Disclaimer: I do not own nor claim to own any of the following characters, places, or events. Just the story.

Author's Note: Takes place at the end of episode 2.06, "Siege."


-Poetry of the Broken-

For four years, you've prided yourself on your ability to fake it, to make those around you—to make him—feel secure in this crumbling world. For four years, you've resigned yourself to moonlit tears and sobs into your pillow and the hope that someday things might be different. For four years, it's been brave fronts and playful punches and tip-toe dances around that subject. And for four years, it's mostly worked.

But tonight?

Tonight you must remember.

You must remember the library where you met, and how your heart fluttered and hands dropped when he caught you staring past the copies of To Kill a Mockingbird and Perelandra. "I'm Joe," he'd said, poking an arm between the shelves. "And I like Shakespeare."

"Erica. And… I don't."

Funny, how he'd opened up the world to you that day. And not just to Shakespeare.

Then there's the callus of his hand in yours and the smell of gasoline and lamplight as he worked on his bike, words soft and smiles easy on the summer air. Thinking of the motorcycle reminds you of your first date, the one that can still flip-trip your heart when you remember it. There was his laughter and your arms snugged around him and the wind snapping through your hair. Black velvet and cornsilk, he'd called it, stopping on a hill to stargaze.

He'd always been something of a poet, when no one else was listening.

Thinking of poetry reminds you of your first kiss, the one smack dab in the library where you met, this time with War and Peace and Anna Karenina acting as your audience because you'd wanted him alone and no one bothered with Tolstoy on the weekends. That kiss was a sharp, excited kind of poetry. A poetry that said It's for real and didn't back down.

Poetry was your wedding day and the calm like rain on your soul as you said your vows. It is the moment you learn you are pregnant, and the fear grappling for your breath when the doctor tells you there's something wrong. Poetry is holding your son for the first time as your husband drops tears on your tired tangled hair.
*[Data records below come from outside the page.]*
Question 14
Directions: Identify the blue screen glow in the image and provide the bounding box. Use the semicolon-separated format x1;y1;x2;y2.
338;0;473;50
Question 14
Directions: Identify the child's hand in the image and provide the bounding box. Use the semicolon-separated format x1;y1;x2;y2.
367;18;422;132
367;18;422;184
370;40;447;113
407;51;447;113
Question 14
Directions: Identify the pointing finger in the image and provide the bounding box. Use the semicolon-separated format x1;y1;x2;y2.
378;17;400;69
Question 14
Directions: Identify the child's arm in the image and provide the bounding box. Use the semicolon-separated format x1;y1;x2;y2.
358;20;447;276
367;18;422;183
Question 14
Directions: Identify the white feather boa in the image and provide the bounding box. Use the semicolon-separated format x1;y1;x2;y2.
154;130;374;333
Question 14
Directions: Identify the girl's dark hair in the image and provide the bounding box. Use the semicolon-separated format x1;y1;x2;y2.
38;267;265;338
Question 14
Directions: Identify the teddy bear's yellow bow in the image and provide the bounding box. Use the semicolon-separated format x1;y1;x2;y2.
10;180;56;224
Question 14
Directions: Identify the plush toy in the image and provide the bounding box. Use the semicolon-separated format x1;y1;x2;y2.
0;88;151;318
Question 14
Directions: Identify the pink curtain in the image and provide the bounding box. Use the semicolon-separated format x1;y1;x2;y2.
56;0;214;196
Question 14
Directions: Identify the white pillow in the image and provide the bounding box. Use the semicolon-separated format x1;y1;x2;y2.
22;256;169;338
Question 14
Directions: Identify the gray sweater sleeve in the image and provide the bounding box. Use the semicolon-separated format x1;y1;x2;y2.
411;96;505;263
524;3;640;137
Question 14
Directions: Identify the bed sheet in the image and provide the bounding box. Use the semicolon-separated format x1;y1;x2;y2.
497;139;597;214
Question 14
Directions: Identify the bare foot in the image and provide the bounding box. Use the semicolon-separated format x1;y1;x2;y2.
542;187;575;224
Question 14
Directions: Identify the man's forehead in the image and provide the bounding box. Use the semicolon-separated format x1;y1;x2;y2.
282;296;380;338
Poetry is memory. Poetry is you.

You sit there with a sob in your throat and don't want to remember, but you must, because God, oh, God, don't do this to me, but yes please do, because I don't want to forget him. Please, just don't let me forget.

Not this time.

And so you sit there and remember, because really, what else can you do? You're broken, jagged. Today marked your failure as an agent, a wife, a mother. Everything you are, your essence, ripped from you. Through lies, two bullets, and that stupid camera in Tyler's jacket. Anna and her treachery shattered your soul today, and you can't keep going. Not after this.

You hug yourself, the memory of his lifeless body still heavy in your arms. He's dead, but somehow still bleeds all over you, staining your hands and jeans and soul. Or maybe that's your blood, your dead body. Do you even know anymore? The muddy pavement, debris and the sirens – they're all still there, under you and on you and around you,

and you can't escape.

Ever.

The moonlight weeps onto your shoulders, breaking its fingers to reach you and spattering silver blood across your hair. You're still, deathly still. Memories are all you have now. Memories.

You remember the night you pulled Joe down here and told him you were pregnant. He hadn't believed you at first, and then he'd picked you up and spun you into moonlit laughter. A precious memory. You cling to it, but hate the way it hurts.

How is it possible to go from wife to widow in only eighteen years?

You're too young for this.

And so is Tyler.

This is why you've hidden your tears, summoned a smile, laughed and acted normal in the face of the lies. He's too young for this much tragedy. You just wanted to protect him… give him another month, another week, another year. Another hour of innocence. If there is such a thing as innocence in this world anymore.

And instead, he's on that ship with Anna, thinking you're to blame for his father's death. Because you didn't do your job.

Your fingers curl around the jacket, the only piece of him that remains, and wait for the anger to come. It always does - buries your grief beneath a tangle of dirty clothes and case files and leaves you fine for another day, week, month, year.

But tonight? Tonight there is only the broken-fingered moonlight and the jacket heavy on your skin.